Des travaux de recherche espagnols pour réduire la teneur en amines biogènes des vins

Magali-Eve Koralewski - Réussir Vigne Octobre 2012

Ensemencement de micro-organismes en boîte de pétri sous flux laminaire.  © P. Olivieri/Union du Cantal
Des chercheurs espagnols ont identifié Penicillium citrinum comme un agent pouvant permettre de dégrader l’histamine, une amine biogène. © P. Olivieri/Union du Cantal

Le Conseil supérieur de la recherche scientifique d’Espagne, ou CSIC (Consejo Superior de Investigaciones Científicas), a mis au point un nouveau traitement pour réduire la teneur en amines biogènes des vins. “ Le traitement, testé sur vins blancs et rouges, se base sur l’emploi d’extraits enzymatiques du champignon Penicillium citrinum. Ce champignon provient de la vigne et possède la capacité de dégrader les amines biogènes telles que l’histamine, la tyramine et la putrescine, qui sont considérées comme étant les trois principales amines biogènes présentes dans les vins ”, explique Victoria Morena, chercheuse du CSIC à l’Institut de Recherche dans les Sciences de l’Alimentation. Ce champignon a été isolé à partir d’échantillons de sols et de vignes prélevés dans quatre régions différentes d’Espagne. “ La souche Penicillium citrinum a montré la plus grande capacité à dégrader les amines biogènes sur nos milieux de culture supplémentés en amines biogènes comme unique source d’azote disponible ”, précise la chercheuse. L’activité enzymatique amine oxydase du champignon a ensuite été testée sur des milieux synthétiques de laboratoire où la quasi totalité des amines biogènes a été dégradée (histamine, putrescine et tyramine).

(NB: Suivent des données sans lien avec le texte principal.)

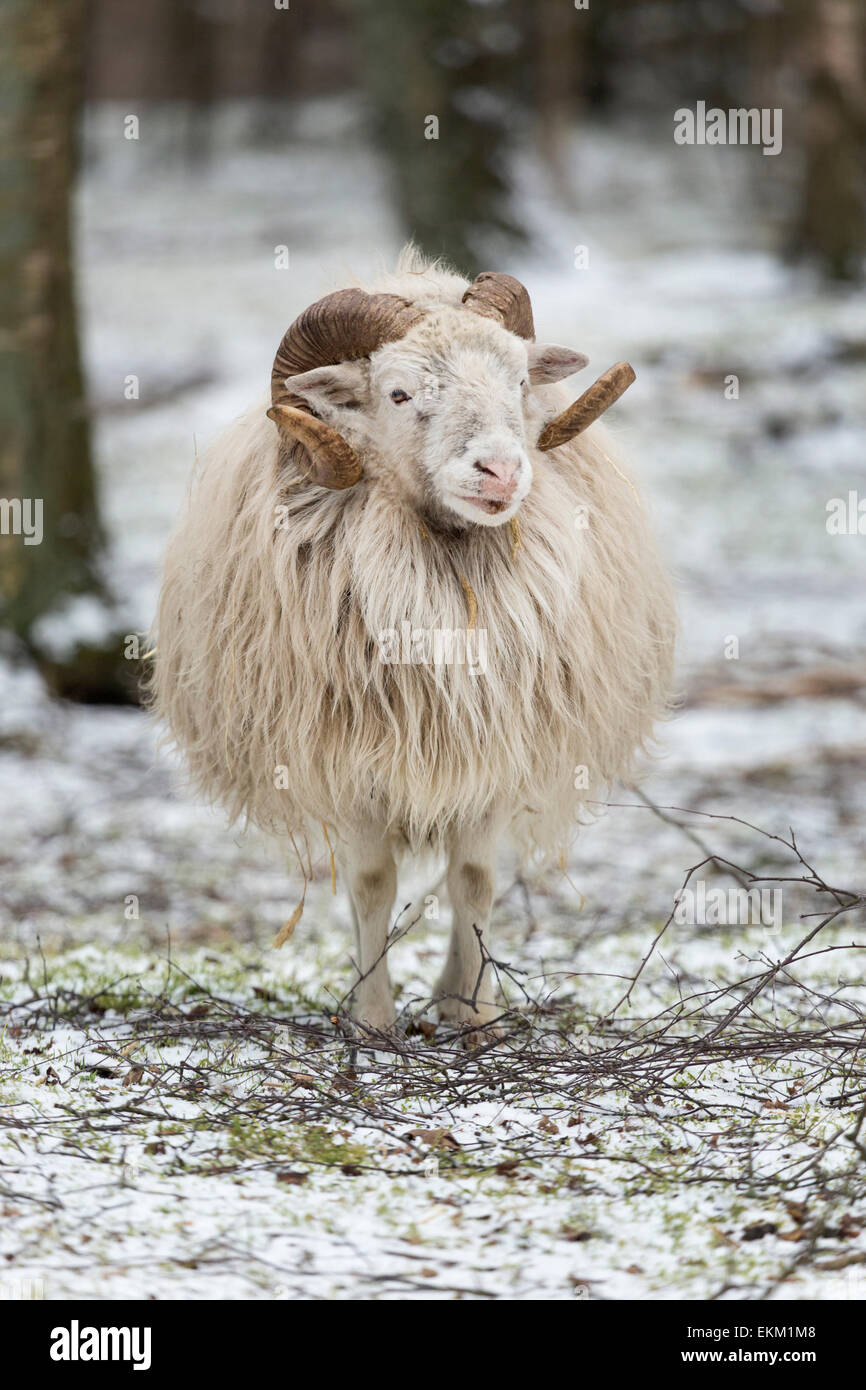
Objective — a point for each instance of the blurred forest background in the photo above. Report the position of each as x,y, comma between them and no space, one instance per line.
496,74
177,182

Des résultats satisfaisants sur vins

Dans le cas du vin, le pourcentage de dégradation varie en fonction du type de vin (blanc ou rouge) et de l’obtention de l’extrait enzymatique selon l’amine utilisée comme source d’azote en milieu de culture. “ Dans des vins blancs, l’extrait fongique capable de dégrader l’histamine a permis une diminution de 80-90 % des teneurs en histamine, alors que dans le vin rouge, le pourcentage de dégradation d’histamine est de 40-50 % ”, indique Victoria Moreno. Un tel procédé pourrait donc permettre de diminuer significativement les teneurs en amines biogènes des vins avant mise en bouteille et ainsi limiter les problèmes lors de l’exportation, lorsque des teneurs limites sont imposées, mais aussi limiter les réactions allergiques mineures que les consommateurs les plus sensibles peuvent parfois développer, conclut-elle.